PORT McNEILL—Sunset Elementary School students will travel for a pair of popular field trips this spring, but their teachers will remain behind.

The weeklong trips — a grade 4-6 excursion to Camp Homewood on Quadra Island May 14-18 and a grade 7 visit to Victoria June 11-15 — were placed in jeopardy after B.C. teachers voted to withdraw services from extracurricular activities.

Following a hastily called meeting with parents Tuesday evening, administrators at Sunset Elementary School have decided the field trips will take place as scheduled, with administrators taking on supervisory roles.

“We are thrilled the kids get to go on the field trips they’ve fundraised all year to go on,” said Rena Sweeney, Sunset principal.

Larry Burroughs, the retired former principal of Cheslakees Elementary in Port McNeill, will be hired as acting vice principal for a week to lead the grade 7 trip with a group of parent chaperones.

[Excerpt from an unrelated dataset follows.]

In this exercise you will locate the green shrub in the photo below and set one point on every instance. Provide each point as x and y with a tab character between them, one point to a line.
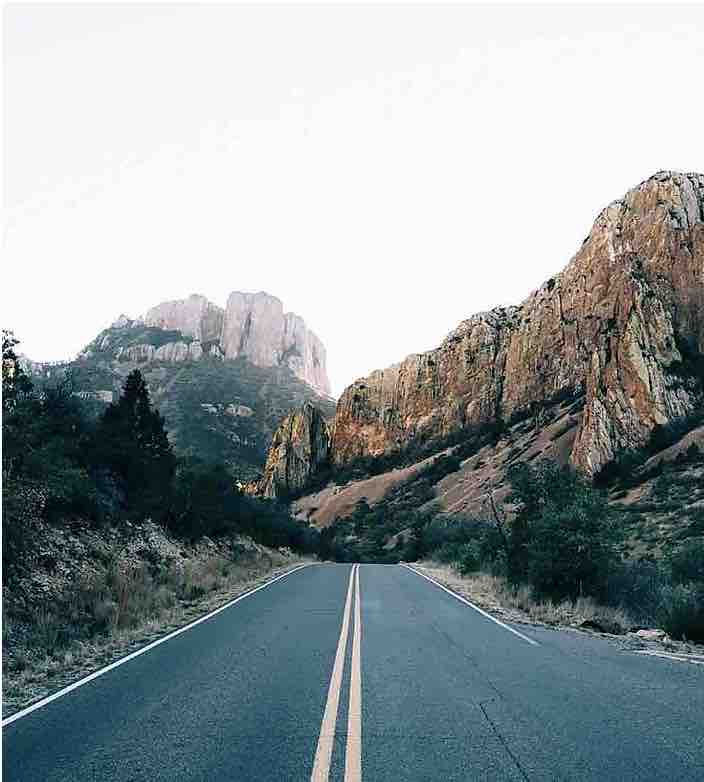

Sweeney and Drew Nielson, principal of A.J. Elliott School in Sointula, will share supervision of the Camp Homewood trip. Parent volunteers will also take part on that field trip, which will include grade 5 students from A.J. Elliott and Port Hardy’s Fort Rupert Elementary School.

“Camp Homewood has been very accommodating so Drew and I can split the week there,” said Sweeney, who noted spring is a particularly difficult time for administrators to be away from their duties for extended periods of time.

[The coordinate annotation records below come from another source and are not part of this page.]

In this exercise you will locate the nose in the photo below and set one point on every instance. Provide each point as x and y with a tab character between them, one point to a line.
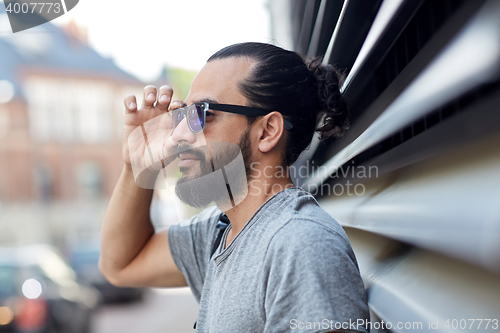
182	133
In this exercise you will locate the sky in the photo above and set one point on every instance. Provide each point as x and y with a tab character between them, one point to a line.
142	36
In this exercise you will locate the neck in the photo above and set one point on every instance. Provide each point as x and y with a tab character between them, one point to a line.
262	186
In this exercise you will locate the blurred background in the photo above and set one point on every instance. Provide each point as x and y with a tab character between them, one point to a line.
422	79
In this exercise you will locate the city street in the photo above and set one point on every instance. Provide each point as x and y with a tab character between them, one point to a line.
161	311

The field trips were threatened with postponement after the B.C. Teachers Federation, which includes the Vancouver Island North Teachers Association, voted April 17-19 to withdraw services from extracurricular activities.

That vote, approved by 73 per cent of BCTF members, was the latest salvo in a nearly yearlong action to establish a new collective bargaining agreement with the B.C. Public School Employers’ Association, and was a direct response to the government’s passage of Bill 22, the Education Improvement Act.

When notified the teachers would not be taking part in the overnight field trips, and that funds raised by the students for the trips would be held by School District 85, several Sunset parents reacted angrily.

SD85 officials assured the families the funds would be held for the trips, but those trips could be postponed indefinitely if district staffers were unable to travel during the dates scheduled.

Sweeney sent a letter home Tuesday with students in the affected classes, inviting families to a meeting that evening to discuss alternatives to the field trips. About two dozen parents attended and offered suggestions, comments and criticism.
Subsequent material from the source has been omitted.